原作では「村のみんなから愛をもって見守られているアシリパさんをこれ以上は血なまぐさい戦いに巻き込めない」という杉元の決意ぐらいまでしかおれは読めなかった。
映画ではそこにアシリパさんとレタラの別れのシーンをうまく重ねていた。猟犬になりきれず、誇り高き狼としてアシリパさんのもとを去ったレタラと同じように、「過去、現在、未来に渡って人殺しの業を背負い続ける杉元」と「みなに愛される純粋無垢なアシリパさん」とでは住む世界が違う。杉元がそう自覚して村を出ていくという風に描写されていたのが良い。杉元の決意も痛いほど分かるし、アシリパさんにとっては父、レタラに続く3度目の喪失となるわけで、杉元を追う動機がよりハッキリと分かりやすく描かれていた。

  それから二階堂との戦闘も良かった。
  原作では、二階堂兄弟の片割れを殺害した杉元が負傷したかのように見せかけ病院へ搬送されるソリに乗せられることで第7師団から逃亡を図る。杉元の企みを見抜いて追ってきた鶴見の馬にアシリパさんが毒矢を撃ち込み、鶴見を落馬させ逃亡に成功していた。
  実写では鶴見よりも先に生き残った方の二階堂が猛追してくる。逃げる杉元のソリに二階堂が飛び乗ってきて、ソリの上での攻防に発展。アクションシーンとしての見ごたえはもちろん十分すぎるぐらいなんだけど、杉元と二階堂を対比しているというか、紙一重でほとんど同類として描いているように感じられた。
  アシリパさんが杉元の強みを「死の恐怖に支配されない心だ」と評価しているくだりがあっての二階堂との死闘。杉元も二階堂も文字通り死物狂いで殺し合っているのが(その後も二階堂が憎しみを募らせていくことを知っているのもあり)本当に良かった。
  杉元は梅ちゃんの病気を治すため、というか生き延びるため、二階堂は双子の兄弟の仇討ちのために死闘を繰り広げていて、未来のために闘っている杉元と、既に過去となった兄弟のために闘っている二階堂の対比(だとおれは解釈した)が悲しくも美しくもあって、これはいい原作改変だったと思う。
  そして二階堂を退けた後に雪煙の中から現れる鶴見の不気味さときたらたまらない。「死神のよう」と形容するのがこれほどしっくりくる男はそういないよ。落馬してからも自分の足でちょっと走ってくるところがまた気味悪さを際立たせていて、この原作に忠実なところと映画用の改変のバランス……おれは完璧だと思いました。

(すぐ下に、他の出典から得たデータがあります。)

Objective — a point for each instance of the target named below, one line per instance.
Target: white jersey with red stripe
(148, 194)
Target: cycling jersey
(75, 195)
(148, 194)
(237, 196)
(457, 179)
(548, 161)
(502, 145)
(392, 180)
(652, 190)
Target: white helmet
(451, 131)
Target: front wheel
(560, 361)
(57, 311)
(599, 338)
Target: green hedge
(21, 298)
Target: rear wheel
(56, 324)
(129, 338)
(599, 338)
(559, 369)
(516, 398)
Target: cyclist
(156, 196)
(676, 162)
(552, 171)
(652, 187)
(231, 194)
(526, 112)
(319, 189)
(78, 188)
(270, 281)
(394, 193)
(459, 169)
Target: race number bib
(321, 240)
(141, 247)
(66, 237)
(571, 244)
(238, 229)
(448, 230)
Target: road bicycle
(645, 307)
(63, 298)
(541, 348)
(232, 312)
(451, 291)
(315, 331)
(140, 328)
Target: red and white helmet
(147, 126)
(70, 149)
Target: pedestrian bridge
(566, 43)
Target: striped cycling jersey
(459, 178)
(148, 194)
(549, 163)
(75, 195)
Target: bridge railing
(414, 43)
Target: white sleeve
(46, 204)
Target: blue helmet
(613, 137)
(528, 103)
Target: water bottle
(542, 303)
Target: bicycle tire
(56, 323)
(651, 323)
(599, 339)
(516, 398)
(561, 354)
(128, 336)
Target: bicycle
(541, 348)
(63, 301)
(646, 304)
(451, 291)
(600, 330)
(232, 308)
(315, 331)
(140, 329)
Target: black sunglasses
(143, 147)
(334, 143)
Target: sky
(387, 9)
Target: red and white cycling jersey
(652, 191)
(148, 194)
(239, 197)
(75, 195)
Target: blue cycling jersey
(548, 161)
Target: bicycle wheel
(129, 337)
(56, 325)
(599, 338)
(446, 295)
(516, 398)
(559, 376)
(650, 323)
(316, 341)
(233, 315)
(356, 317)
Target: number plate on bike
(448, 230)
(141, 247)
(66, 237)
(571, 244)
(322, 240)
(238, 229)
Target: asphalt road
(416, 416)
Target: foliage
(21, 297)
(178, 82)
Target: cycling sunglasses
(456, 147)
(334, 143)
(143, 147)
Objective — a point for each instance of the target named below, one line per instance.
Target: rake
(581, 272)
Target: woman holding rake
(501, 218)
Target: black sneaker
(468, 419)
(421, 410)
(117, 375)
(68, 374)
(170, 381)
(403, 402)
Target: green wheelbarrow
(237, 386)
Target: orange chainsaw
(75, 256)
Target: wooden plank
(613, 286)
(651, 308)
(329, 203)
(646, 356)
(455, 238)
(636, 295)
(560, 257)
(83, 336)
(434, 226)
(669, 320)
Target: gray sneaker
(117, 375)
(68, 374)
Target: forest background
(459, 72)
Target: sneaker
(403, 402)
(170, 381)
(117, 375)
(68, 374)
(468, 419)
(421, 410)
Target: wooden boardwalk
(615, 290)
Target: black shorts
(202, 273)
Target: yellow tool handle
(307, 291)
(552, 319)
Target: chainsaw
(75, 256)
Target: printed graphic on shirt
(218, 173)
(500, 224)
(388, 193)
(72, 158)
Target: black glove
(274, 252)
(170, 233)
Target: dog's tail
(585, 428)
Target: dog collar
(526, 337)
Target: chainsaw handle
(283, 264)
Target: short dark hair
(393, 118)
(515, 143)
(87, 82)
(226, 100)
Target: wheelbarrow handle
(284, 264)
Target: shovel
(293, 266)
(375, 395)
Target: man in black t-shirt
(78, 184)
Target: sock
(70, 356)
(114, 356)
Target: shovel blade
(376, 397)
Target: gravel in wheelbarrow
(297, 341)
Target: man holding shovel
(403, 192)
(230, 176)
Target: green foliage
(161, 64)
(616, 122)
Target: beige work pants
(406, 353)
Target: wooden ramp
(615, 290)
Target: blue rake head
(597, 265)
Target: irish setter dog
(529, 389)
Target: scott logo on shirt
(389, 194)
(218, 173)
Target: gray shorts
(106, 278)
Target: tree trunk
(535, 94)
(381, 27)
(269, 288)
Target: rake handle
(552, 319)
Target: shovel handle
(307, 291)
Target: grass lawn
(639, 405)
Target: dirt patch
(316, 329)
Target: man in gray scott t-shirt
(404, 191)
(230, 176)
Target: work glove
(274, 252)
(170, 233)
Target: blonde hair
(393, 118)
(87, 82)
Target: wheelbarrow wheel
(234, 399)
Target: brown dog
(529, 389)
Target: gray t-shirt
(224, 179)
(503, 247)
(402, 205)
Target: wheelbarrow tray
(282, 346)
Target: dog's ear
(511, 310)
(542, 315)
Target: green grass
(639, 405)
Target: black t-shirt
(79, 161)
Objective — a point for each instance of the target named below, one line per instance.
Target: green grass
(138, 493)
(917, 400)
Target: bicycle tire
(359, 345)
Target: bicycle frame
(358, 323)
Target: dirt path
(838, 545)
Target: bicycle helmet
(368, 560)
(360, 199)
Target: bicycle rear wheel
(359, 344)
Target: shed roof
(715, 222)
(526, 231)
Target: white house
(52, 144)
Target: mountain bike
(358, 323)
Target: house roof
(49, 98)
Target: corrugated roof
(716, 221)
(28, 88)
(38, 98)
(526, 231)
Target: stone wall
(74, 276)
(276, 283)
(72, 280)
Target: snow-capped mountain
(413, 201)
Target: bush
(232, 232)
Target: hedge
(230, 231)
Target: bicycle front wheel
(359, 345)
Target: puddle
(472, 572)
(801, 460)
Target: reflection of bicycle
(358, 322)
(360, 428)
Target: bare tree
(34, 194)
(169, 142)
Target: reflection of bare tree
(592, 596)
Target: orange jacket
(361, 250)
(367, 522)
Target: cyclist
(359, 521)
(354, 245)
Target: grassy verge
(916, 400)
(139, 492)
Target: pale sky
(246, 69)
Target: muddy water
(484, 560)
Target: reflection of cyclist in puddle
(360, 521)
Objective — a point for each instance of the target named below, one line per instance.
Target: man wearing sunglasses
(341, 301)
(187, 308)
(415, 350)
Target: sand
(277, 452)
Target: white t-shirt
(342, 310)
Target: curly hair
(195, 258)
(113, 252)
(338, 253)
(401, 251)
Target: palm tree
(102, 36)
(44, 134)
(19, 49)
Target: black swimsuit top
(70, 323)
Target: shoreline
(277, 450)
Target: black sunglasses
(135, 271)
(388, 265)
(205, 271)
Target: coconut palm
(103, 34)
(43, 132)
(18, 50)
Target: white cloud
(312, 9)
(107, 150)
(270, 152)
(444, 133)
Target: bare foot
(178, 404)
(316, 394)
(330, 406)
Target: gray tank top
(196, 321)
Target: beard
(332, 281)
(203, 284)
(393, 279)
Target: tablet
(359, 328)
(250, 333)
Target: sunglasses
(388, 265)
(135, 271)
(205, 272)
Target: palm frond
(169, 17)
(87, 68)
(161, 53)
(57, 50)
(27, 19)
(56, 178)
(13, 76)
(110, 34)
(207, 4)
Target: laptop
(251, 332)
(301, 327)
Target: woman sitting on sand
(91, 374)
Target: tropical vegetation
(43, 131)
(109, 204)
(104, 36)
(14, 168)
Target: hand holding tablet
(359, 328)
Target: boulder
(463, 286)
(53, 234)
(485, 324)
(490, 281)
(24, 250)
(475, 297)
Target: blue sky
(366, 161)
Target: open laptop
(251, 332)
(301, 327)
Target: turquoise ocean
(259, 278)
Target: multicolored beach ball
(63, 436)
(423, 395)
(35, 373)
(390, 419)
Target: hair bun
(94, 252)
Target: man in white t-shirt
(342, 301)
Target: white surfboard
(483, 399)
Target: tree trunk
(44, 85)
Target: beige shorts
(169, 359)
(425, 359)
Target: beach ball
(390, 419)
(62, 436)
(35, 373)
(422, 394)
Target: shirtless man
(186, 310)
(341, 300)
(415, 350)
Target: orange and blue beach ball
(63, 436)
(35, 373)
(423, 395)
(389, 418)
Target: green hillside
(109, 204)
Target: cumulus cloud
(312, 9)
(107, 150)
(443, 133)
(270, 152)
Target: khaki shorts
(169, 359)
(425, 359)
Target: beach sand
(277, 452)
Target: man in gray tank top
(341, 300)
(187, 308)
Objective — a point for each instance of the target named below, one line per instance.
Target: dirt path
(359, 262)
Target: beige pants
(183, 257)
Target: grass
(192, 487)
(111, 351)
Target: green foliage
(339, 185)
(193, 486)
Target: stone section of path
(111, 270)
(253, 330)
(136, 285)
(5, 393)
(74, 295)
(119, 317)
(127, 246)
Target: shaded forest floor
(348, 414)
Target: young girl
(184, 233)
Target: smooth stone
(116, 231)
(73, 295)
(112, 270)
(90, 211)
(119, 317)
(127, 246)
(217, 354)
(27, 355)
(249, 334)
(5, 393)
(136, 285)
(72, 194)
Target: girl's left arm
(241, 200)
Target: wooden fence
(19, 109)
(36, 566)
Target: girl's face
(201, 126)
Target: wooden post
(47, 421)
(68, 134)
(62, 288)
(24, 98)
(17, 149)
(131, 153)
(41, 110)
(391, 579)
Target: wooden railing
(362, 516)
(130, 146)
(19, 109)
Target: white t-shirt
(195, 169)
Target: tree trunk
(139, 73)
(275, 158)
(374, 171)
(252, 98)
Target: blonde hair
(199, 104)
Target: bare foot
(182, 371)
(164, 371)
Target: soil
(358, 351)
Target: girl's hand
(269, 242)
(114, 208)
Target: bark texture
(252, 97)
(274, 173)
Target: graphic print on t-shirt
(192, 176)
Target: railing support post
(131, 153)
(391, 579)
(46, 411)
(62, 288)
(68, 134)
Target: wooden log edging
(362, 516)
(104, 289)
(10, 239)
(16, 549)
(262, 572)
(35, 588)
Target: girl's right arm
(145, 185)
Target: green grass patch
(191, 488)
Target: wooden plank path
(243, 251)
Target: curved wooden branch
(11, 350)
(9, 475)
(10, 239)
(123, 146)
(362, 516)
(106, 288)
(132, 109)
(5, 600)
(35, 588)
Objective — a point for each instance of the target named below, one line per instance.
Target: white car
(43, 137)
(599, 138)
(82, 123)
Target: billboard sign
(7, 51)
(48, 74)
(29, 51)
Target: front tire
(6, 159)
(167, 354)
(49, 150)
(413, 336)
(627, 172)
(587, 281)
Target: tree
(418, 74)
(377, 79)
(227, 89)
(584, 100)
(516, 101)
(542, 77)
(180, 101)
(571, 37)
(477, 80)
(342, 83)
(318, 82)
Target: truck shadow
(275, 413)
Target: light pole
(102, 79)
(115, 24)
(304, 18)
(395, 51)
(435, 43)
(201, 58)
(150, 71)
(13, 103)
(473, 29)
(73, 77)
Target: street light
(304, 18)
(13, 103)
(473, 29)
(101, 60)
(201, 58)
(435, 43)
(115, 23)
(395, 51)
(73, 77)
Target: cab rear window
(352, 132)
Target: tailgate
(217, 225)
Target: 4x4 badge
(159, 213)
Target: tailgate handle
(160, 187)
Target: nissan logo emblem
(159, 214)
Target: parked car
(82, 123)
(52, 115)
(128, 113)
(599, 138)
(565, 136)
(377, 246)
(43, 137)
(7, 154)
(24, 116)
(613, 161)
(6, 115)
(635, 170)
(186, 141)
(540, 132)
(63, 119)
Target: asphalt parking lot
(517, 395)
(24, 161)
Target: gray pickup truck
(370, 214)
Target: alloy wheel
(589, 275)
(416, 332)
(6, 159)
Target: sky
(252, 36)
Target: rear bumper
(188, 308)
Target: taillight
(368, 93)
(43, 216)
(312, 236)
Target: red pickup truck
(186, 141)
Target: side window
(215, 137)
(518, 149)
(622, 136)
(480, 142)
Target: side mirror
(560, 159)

  尺の関係もあってか食事シーンやアイヌ文化紹介シーンはわりと省略されていたけど、まるっきりカットというわけでもないのがまたいい。
原作のどの辺までやるんだろうかというのも気になっていたんだけど、本当にちょうどいいところまで見せてくれた。
  味噌をウンコだと思って食べたがらなかったアシリパさんが、杉元と共に死線をくぐり抜けてようやく相棒らしくなれたあとの食事で覚悟を決めて味噌を食うところまでやってくれたのが最高だった。原作ファンがみんな大好きな食事シーンを大切に扱ってくれているのがちゃんと伝わってくるし。

  とにかく最高だったのでみんなも見てね〜。